WHAT CAN LATINOS DO TO MANAGE LIVER CANCER RISKS?
Latinos who have diabetes should commit to regular checkups, get their family involved with healthy eating and exercise and take their diabetes medication as directed by their doctor. They also need to talk to their doctor about whether to get tested for the hepatitis C virus (HCV). HCV is a treatable infection and may even be curable. Treating HCV can help lower the risk of liver cancer. They also need to consult with their doctor about adopting a low-glycemic diet with rich plant-based foods like fruits, vegetables, whole grains, nuts and fish. For those who drink alcohol, the Centers for Disease Control and Prevention recommends moderate amounts and no more than one drink a day for women and two for men.

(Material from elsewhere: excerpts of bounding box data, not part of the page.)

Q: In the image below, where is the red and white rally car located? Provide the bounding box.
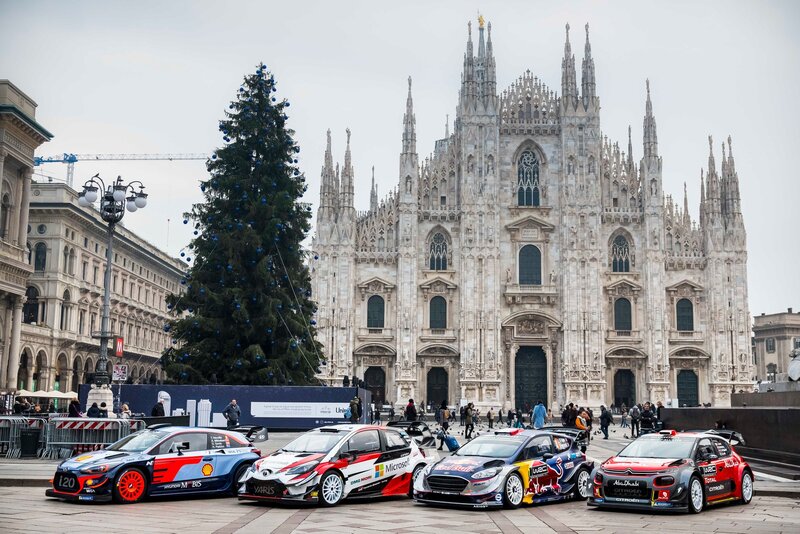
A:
[239,425,436,506]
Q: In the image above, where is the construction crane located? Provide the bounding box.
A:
[33,152,208,187]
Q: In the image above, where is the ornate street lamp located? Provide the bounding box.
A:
[78,174,147,387]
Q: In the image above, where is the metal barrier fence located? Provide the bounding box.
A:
[40,417,145,458]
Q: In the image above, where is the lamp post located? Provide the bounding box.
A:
[78,174,147,397]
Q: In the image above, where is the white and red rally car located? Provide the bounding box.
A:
[239,425,436,506]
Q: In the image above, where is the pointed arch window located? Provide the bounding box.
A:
[519,245,542,286]
[367,295,385,328]
[517,150,540,206]
[430,296,447,330]
[675,299,694,332]
[33,242,47,271]
[611,235,631,273]
[614,298,633,332]
[429,232,447,271]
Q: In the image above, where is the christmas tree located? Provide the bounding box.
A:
[163,64,321,385]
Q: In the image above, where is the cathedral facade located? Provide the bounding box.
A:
[311,19,754,409]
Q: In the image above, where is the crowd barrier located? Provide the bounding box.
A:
[40,417,145,459]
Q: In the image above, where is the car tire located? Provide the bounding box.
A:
[112,467,147,504]
[319,471,344,506]
[686,476,706,514]
[740,469,753,504]
[230,464,252,497]
[571,467,592,501]
[408,464,425,497]
[503,472,525,509]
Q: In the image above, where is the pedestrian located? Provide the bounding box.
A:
[403,399,417,421]
[68,399,81,417]
[222,399,242,430]
[86,402,100,418]
[152,399,164,417]
[630,404,642,438]
[600,406,614,439]
[349,396,358,423]
[531,399,547,430]
[464,402,475,439]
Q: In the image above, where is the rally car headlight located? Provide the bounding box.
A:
[470,467,502,480]
[286,462,319,475]
[81,464,119,475]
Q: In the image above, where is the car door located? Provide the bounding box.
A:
[340,429,383,493]
[151,431,216,494]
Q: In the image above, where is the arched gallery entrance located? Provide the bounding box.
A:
[614,369,636,408]
[514,346,548,408]
[425,367,450,406]
[364,367,386,405]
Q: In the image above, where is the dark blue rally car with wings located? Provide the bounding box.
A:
[414,429,594,508]
[45,425,261,504]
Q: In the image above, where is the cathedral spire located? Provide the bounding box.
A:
[339,128,354,208]
[643,79,658,158]
[403,76,417,154]
[581,23,597,109]
[369,165,378,211]
[561,23,578,109]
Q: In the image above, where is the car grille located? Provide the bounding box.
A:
[605,479,650,499]
[245,480,284,497]
[53,472,78,493]
[428,475,467,493]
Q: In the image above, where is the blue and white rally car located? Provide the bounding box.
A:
[45,425,261,504]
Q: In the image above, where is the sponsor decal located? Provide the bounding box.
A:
[375,464,386,478]
[700,464,717,477]
[611,480,639,488]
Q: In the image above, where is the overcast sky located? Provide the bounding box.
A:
[0,0,800,315]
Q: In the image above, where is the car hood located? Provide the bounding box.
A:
[257,451,325,473]
[430,456,507,477]
[61,450,141,469]
[603,456,685,471]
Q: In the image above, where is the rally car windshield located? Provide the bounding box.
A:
[106,430,169,452]
[281,431,346,452]
[617,438,694,458]
[456,438,525,458]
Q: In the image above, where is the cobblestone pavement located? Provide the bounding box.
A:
[0,488,800,534]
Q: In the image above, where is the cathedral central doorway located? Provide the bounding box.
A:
[364,367,386,405]
[678,369,700,406]
[514,347,547,409]
[425,367,450,406]
[614,369,636,408]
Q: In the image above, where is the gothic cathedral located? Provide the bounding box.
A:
[311,19,753,411]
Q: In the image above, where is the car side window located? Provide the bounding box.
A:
[343,430,381,453]
[158,432,208,454]
[383,430,408,451]
[523,436,553,460]
[714,439,731,458]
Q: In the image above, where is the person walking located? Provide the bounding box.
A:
[464,402,475,439]
[531,399,547,430]
[151,399,164,417]
[222,399,242,430]
[630,404,642,438]
[350,396,358,423]
[600,406,614,439]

HOW CAN WE BETTER EDUCATE LATINO COMMUNITIES ABOUT LIVER CANCER?
What they can do is spread the word. They can tell their friends and family to get their annual checkups. They need to ask a doctor if they should be screened for liver cancer if they have any risk factors such as diabetes, obesity, or nonalcoholic fatty liver disease. They also need to talk to their doctor about diet and exercise changes that may help lower their risk of liver cancer and commit to following up with a doctor about their liver health.